On February 16, 1944 near the Ngakyedauk Pass, Arakan, Burma, Major Hoey’s company came under devastating machine-gun fire; Hoey did not waver in his advance on the objective.  Although he suffered head and leg wounds, he went forward alone, having seized a Bren gun from one of his men, and personally cleared the enemy strong post before being mortally wounded.

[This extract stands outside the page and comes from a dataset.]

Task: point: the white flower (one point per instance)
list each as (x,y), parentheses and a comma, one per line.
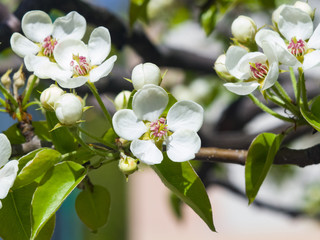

GRAVEMARKERThe citation reads as follows: “In BURMA, on the 16th February, 1944, Major Hoey’s company formed part of a force which was ordered to capture a position at all costs.  After a night march through enemy-held territory, the force was met at the foot of the position by machine gun fire.  Major Hoey personally led his company under heavy machine gun and rifle fire up to the objective.  Although wounded at least twice in the leg and head, he seized a Bren gun from one of his men and, firing from the hip, led his company into the objective.  In spite of his wounds the company had difficulty in keeping up with him, and Major Hoey reached the enemy strong post first, where he killed all the occupants before being mortally wounded.  Major Hoey’s outstanding gallantry and leadership, his total disregard of personal safety and his grim determination to reach the objective resulted in the capture of this vital position.”

Major Hoey’s medal is displayed at the Museum of Lincolnshire Life in Lincoln, England.